Dreams and Realities of Satoshi Kon
August 27, 2010
There exists a physical world as we know it. You could be having lunch with your friends and that would be one reality. Then there are virtual worlds imagined by our mind, conscious and subconscious. You may be figuring out in your head how your friend made that delicious looking bento, or if you happened to see her eating a banana, you might just instinctively imagine her performing fellatio for a split second. Just different layers of reality but always existing in separate zones, insoluble like oil and water. Or are they?

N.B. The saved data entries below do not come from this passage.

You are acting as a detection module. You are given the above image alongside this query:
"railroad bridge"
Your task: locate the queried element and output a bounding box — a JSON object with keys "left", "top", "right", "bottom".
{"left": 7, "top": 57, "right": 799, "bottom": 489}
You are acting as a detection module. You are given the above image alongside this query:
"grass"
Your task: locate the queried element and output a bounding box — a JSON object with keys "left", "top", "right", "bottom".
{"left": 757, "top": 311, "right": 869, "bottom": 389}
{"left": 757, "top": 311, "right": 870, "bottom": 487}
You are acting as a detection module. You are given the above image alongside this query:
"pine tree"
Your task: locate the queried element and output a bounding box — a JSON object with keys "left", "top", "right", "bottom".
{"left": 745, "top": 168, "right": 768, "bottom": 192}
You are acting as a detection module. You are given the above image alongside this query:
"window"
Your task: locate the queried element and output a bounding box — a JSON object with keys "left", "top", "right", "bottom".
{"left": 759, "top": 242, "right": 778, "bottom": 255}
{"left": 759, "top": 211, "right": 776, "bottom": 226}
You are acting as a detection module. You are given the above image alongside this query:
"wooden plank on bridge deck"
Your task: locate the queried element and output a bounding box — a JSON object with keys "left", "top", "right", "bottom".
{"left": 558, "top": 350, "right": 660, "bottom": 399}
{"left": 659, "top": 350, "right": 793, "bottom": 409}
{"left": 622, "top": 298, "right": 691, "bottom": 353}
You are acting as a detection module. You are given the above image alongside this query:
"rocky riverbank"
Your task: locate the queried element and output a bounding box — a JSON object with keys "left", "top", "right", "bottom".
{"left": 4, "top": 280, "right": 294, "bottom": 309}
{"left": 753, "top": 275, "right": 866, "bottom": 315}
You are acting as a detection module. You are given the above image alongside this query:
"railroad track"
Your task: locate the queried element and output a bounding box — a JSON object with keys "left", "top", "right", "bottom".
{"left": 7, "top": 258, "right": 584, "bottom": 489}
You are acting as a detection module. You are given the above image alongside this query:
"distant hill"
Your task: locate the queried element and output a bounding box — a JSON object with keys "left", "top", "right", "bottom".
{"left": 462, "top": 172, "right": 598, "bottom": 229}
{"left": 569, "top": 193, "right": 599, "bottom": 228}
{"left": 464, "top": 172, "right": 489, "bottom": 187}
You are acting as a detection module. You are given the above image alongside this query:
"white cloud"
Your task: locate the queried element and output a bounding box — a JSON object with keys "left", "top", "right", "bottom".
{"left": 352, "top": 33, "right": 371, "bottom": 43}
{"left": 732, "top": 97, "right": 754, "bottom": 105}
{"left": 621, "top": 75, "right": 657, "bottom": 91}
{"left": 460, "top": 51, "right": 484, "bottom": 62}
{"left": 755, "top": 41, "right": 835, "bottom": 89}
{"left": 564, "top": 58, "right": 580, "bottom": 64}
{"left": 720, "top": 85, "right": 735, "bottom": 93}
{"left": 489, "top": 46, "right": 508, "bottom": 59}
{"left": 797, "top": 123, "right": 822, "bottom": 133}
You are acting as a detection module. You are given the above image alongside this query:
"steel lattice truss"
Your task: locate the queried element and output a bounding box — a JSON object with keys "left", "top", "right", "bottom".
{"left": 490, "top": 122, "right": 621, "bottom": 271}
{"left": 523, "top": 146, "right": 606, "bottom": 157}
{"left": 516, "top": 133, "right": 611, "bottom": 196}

Animation is a wonderful medium, erasing boundaries between what is real and imaginary like no live-action can. Animation is magic, we viewers the bewildered audience, and Satoshi Kon the illusionist. His spells are truly one of a kind. We are often left wondering whether the vision we’re seeing is real or simply a projection of character’s emotional and psychological states. Are we looking at a retired actress telling her story to reporter at this very moment? Or a woman pursuing her love? Or is she just relieving her past experience of chasing after a train for film. As we go on watching the story of Millenium Actress, the walls that once stood between real and imaginary dissolve effortlessly, and what is left is a crashing of different realities into a maelstrom of striking imagery and “uncontrollable drama”.
If ‘time’ was keystone to the bridge between Millenium Actress‘s realities, then Perfect Blue was a perfect crisscrossing of emotional states of main protagonist. In Kon’s own words, he “connected her imaginary world and reality so that the audience can follow her crossed-emotions”. Mima might have been smiling after acting out a grueling rape scene, but when we watch her stabbing the screenwriter in frenzy next, followed by her ‘waking up’ in filmshooting (as if it was just dream) or in bed with her bloody hands, it makes Perfect Blue far more bizarre and surreal than any super-budget dream-reality films like Matrix or even Inception.
I won’t spoil a thing about Perfect Blue (since that’s just pure evil), but I’d just like to mention an utterly, utterly unforgettable and terrifying imagery of a certain character standing in front of mirror, where the mirror is projecting a harsh truth suppressed by the unconscious state, as if to mock the imaginary vision that the character is mistaking for reality. You can also find the same menacing traces of Perfect Blue in Kon’s Paranoia Agent, especially the brilliant episode 4.
Perhaps one of the reasons why Kon’s dream-infused portrayal of our world is so affecting is because dreams are only a step away from reality, not against it. Paranoia Agent was most in-depth in that regard, presenting horrifying hallucinations that many characters (each representing a part of microcosm that is modern Japanese society) experience as a consequence of complex forces exerted by the society. But what elevates Paranoia Agent from boring social critique to absolutely ravaging psychological thriller is the constant warring of paranoid dreams (innermost thoughts and desires) and illusions of Shounen Bat (escape), all portrayed in Kon’s cinematic fashion. Lies and illusions are at odds with reality. Dreams are our inner most thoughts and desires materialised in bizarre and irrational forms.
And Satoshi Kon is the Illusionist who, with the kind of magic no animator can hope to replicate, fills our vision with that very bizarre and irrational forms and presents our world as it is with past and present, conscious and unconscious, fears and desires. It’s truly unfortunate that The Dream Machine will never be anything like Kon’s (assuming they get to finish it), and even more tragic that many wonderfully eccentric ideas, stories, characters and images stored inside his imagination will never be animated.
Thank you Kon for showing me the world like no one can.